Ollama's OpenAI-Compatible API: Drop Your Fine-Tuned Model Into Any OpenAI Integration
Ollama exposes an OpenAI-compatible REST API. Any code written for the OpenAI SDK — Langchain, LlamaIndex, your own app — works with your fine-tuned local model by changing one URL. Here's what to know.
Ollama exposes an OpenAI-compatible REST API at http://localhost:11434/v1. This means every library, framework, and application that integrates with OpenAI can point at your local fine-tuned model with a one-line change.
No new SDKs. No API wrapper code. Just change the baseURL and the model name.

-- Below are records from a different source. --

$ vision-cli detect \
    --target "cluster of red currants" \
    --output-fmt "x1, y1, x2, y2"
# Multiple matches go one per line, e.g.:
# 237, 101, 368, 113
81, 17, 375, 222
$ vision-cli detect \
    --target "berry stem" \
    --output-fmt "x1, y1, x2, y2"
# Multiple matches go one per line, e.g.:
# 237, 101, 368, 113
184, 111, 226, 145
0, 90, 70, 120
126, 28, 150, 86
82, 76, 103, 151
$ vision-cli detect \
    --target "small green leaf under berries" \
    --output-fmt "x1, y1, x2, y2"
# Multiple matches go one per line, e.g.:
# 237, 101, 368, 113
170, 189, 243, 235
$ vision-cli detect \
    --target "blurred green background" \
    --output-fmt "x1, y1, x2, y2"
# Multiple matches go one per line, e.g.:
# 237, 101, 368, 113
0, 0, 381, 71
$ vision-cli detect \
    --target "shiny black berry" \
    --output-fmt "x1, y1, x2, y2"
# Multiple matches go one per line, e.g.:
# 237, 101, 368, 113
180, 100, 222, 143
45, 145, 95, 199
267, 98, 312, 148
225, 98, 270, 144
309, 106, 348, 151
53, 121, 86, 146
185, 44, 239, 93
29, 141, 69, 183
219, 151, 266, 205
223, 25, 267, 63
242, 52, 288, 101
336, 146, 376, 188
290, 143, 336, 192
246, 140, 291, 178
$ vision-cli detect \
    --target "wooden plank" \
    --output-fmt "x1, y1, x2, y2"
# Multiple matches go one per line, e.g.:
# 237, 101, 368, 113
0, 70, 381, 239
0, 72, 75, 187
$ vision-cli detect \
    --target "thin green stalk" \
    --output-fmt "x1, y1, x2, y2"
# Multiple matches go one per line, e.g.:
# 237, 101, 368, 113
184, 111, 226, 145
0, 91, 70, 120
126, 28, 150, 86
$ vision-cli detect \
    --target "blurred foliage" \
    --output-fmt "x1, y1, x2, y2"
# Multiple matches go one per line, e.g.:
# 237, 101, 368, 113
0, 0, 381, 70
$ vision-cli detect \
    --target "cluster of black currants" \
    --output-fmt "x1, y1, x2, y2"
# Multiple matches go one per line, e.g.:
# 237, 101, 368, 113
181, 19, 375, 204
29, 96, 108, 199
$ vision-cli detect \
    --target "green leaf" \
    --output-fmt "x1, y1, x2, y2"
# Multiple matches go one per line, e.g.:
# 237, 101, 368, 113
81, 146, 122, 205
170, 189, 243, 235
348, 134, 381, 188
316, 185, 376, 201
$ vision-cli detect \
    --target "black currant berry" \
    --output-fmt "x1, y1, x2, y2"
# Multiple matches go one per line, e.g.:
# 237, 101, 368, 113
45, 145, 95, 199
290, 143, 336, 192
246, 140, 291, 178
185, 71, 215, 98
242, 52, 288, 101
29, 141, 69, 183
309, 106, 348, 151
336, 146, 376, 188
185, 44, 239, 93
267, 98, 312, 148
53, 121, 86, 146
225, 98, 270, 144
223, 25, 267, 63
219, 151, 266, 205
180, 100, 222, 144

What "OpenAI-Compatible" Actually Means
Ollama implements the OpenAI Chat Completions API format:
POST /v1/chat/completions— the primary endpoint- Request body format identical to OpenAI's (model, messages, temperature, max_tokens, stream, etc.)
- Response format identical (choices, message.content, usage, etc.)
Not every OpenAI feature is implemented. Supported:
- Chat completions (most important)
- Streaming via
stream: true - Embeddings via
POST /v1/embeddings(select models) - Model listing via
GET /v1/models
Not supported:
- Fine-tuning via API (you do this in Ertas instead)
- Image generation
- Voice/audio APIs
- Assistants API (the stateful threads/runs interface)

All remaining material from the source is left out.